Hello Kdp4au, welcome to the tractor forum.

As tractors age, their lift systems develop quirks as you are seeing with your M5400. You can spend a lot of money trying to fix the problem, or you can exercise your options . My favorite Mower Deck Height Stabilizer is pictured below. Virtually every tractor parts supply shop has some version of this chain system. You set the chain lengths to the cutting height you desire and that's where it will stay till you make another setting. You can lift the mower deck up as far as you wish, no problem. But when you lower the deck, it will go only to the cutting height you set it at. These systems go for less than $50.

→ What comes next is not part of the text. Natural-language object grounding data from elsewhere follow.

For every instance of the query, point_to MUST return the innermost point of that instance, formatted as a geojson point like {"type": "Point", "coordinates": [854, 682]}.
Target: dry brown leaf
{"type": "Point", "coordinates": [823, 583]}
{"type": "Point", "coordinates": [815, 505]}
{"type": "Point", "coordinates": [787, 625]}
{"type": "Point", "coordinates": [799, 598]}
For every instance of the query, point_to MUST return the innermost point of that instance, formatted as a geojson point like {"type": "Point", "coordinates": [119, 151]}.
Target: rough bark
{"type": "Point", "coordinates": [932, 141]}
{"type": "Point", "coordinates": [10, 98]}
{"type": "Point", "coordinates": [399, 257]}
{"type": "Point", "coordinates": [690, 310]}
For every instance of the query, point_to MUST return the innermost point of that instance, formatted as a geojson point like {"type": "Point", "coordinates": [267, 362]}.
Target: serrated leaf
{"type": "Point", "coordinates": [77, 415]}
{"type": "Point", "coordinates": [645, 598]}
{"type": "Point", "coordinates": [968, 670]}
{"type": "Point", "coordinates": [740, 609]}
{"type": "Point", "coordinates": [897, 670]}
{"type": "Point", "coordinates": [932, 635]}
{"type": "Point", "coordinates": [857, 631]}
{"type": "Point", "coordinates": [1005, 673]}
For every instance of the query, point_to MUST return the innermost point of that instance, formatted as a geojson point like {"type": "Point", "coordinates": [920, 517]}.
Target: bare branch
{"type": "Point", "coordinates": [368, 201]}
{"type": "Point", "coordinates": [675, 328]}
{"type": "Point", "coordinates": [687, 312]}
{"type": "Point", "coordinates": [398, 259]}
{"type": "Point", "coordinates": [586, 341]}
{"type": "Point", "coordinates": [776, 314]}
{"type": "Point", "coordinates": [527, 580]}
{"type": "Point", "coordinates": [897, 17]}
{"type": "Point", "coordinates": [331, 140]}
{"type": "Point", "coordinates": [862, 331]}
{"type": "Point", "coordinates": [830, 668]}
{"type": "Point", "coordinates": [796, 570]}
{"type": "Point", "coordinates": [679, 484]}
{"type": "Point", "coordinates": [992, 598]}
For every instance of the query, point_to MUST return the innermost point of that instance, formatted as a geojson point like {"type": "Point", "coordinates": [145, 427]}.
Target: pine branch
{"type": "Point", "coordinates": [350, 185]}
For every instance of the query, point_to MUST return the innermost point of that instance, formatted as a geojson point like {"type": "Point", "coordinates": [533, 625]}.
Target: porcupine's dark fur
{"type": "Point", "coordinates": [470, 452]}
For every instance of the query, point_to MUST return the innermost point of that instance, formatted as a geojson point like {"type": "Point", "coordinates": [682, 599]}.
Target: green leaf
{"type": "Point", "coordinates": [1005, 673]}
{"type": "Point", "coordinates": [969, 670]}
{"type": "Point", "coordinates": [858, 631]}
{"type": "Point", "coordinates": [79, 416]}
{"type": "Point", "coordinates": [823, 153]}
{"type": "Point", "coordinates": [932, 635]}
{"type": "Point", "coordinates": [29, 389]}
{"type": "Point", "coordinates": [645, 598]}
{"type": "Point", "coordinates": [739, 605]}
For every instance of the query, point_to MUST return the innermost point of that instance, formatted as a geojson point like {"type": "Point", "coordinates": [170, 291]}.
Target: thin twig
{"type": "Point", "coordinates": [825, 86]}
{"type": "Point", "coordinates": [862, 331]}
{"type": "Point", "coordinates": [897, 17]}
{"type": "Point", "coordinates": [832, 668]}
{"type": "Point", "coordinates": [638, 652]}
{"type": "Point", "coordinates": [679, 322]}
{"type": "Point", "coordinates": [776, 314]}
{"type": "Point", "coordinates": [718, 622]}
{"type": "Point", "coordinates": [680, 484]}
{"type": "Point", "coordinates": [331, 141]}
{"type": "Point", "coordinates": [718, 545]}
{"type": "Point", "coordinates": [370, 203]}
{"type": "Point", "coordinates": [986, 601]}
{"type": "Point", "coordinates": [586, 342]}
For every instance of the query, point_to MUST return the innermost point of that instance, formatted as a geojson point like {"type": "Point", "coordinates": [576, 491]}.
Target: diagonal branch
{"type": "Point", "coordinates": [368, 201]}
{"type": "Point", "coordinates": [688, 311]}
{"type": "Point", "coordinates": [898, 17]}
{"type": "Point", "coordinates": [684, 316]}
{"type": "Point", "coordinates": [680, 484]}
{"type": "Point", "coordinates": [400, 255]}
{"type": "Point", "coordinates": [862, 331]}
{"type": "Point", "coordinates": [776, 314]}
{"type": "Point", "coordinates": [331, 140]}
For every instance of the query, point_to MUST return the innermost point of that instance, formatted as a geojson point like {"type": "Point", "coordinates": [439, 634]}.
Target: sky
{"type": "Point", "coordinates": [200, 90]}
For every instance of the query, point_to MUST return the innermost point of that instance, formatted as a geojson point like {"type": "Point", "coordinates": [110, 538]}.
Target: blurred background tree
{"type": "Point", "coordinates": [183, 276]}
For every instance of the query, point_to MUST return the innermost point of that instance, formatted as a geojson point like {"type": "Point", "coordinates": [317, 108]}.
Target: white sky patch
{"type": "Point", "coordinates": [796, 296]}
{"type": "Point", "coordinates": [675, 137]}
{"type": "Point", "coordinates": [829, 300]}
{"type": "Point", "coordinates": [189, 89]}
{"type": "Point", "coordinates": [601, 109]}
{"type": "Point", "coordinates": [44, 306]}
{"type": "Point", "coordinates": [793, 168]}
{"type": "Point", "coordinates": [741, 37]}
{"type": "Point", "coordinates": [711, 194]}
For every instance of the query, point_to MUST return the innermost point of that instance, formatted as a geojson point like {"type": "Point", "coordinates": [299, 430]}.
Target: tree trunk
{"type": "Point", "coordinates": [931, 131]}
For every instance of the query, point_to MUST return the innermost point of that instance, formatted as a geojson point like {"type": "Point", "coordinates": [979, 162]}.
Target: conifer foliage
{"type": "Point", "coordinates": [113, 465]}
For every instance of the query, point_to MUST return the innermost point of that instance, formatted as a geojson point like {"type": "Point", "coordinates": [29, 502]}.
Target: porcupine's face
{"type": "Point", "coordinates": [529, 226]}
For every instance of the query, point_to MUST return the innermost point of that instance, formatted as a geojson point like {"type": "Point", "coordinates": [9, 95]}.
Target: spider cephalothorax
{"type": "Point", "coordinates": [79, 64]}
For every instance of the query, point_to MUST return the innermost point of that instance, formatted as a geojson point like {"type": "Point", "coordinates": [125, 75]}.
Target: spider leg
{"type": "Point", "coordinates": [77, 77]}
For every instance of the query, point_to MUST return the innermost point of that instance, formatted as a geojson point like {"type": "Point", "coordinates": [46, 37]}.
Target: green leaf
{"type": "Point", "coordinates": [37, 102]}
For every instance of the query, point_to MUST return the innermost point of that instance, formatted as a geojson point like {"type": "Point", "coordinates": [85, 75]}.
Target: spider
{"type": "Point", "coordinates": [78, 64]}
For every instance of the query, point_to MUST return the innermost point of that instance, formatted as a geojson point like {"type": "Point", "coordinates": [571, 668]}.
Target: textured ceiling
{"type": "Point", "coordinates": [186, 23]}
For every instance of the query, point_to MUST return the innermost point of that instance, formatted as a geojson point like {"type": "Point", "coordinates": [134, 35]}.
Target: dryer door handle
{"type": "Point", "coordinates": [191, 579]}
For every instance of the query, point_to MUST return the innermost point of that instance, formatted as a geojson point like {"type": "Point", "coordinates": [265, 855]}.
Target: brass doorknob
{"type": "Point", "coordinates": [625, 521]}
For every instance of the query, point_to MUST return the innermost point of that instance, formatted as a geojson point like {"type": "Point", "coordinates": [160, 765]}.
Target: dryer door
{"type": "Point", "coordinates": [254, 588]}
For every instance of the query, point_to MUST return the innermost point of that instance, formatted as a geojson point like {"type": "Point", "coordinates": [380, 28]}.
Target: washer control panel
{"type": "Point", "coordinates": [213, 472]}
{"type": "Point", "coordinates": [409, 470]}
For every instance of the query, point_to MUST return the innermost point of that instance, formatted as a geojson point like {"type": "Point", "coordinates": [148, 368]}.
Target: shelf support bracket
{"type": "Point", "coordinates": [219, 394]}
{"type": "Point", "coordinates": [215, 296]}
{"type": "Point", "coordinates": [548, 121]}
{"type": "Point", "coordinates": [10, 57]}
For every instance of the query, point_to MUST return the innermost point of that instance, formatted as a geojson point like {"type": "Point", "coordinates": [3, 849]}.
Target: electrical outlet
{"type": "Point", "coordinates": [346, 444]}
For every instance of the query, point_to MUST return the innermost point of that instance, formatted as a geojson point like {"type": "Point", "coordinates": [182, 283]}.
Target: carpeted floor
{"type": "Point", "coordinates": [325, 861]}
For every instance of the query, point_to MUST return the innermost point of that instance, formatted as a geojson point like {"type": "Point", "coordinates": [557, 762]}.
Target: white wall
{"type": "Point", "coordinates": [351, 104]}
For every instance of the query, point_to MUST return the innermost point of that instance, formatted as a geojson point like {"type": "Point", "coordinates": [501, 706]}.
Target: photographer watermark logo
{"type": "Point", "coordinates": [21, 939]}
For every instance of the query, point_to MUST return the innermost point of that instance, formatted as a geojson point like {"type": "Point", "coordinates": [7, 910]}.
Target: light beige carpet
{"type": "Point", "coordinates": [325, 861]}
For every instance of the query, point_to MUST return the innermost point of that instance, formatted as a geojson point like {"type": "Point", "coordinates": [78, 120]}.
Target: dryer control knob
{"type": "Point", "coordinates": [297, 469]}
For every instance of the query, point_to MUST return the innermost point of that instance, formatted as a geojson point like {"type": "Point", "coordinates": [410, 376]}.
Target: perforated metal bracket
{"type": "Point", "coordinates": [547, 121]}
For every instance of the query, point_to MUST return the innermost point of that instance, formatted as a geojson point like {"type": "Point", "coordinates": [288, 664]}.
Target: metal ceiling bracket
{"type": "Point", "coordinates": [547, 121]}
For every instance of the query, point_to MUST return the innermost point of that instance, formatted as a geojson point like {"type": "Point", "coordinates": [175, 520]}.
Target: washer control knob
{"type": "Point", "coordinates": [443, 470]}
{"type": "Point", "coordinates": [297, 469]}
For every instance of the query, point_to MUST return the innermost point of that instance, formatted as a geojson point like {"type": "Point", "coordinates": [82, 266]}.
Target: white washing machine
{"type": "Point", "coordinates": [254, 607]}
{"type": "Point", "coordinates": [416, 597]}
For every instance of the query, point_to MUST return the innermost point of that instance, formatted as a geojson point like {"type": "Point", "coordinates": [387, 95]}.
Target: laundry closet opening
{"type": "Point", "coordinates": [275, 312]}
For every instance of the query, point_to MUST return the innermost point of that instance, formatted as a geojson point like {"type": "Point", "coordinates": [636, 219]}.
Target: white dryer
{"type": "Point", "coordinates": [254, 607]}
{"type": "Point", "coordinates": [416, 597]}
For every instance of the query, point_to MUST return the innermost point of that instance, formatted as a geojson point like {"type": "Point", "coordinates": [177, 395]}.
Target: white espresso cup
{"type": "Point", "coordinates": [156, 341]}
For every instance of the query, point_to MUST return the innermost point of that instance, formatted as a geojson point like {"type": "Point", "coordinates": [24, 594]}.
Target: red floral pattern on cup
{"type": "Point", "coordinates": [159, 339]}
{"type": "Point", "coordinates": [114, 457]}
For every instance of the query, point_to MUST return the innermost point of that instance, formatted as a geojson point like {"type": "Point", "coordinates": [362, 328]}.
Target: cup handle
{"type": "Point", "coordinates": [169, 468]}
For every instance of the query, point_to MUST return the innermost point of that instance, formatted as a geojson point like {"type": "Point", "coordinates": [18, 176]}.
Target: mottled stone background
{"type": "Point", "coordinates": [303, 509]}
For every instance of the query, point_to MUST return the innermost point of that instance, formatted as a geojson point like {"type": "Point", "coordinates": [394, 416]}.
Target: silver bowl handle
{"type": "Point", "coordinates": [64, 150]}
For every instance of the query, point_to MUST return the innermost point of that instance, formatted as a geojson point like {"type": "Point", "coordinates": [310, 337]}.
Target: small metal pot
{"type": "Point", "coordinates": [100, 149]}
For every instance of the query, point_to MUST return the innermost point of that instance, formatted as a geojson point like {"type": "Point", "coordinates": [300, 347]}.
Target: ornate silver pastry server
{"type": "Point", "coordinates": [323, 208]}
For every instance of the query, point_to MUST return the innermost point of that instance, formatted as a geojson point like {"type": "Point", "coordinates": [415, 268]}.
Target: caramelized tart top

Can you put a bolt in your lift control lever guide to prevent you from going full stroke as you describe the pump keeps on running at full lift?


----------



## Kdp4au (8 mo ago)

BigT said:


> Hello Kdp4au, welcome to the tractor forum.
> 
> As tractors age, their lift systems develop quirks as you are seeing with your M5400. You can spend a lot of money trying to fix the problem, or you can exercise your options . My favorite Mower Deck Height Stabilizer is pictured below. Virtually every tractor parts supply shop has some version of this chain system. You set the chain lengths to the cutting height you desire and that's where it will stay till you make another setting. You can lift the mower deck up as far as you wish, no problem. But when you lower the deck, it will go only to the cutting height you set it at. These systems go for less than $50.
> View attachment 79286
> ...


That's a really good idea. Especially for the rotary cutter, set it and forget it.


----------



## LouNY (Dec 15, 2016)

It sounds to me like your linkage is misadjusted.
Putting the engine under load at the max lift position tells me that the lift control is still trying to lift
at the ends of the mechanical travel and pressurizing the system till the pressure relief is opening to lower the pressure.
Does your tractor have a draft control as well as position control?
If so they are likely both out of adjustment, you need a good service manual.
Continued operation with the hydraulics running against the relief valve is not good for anything.


----------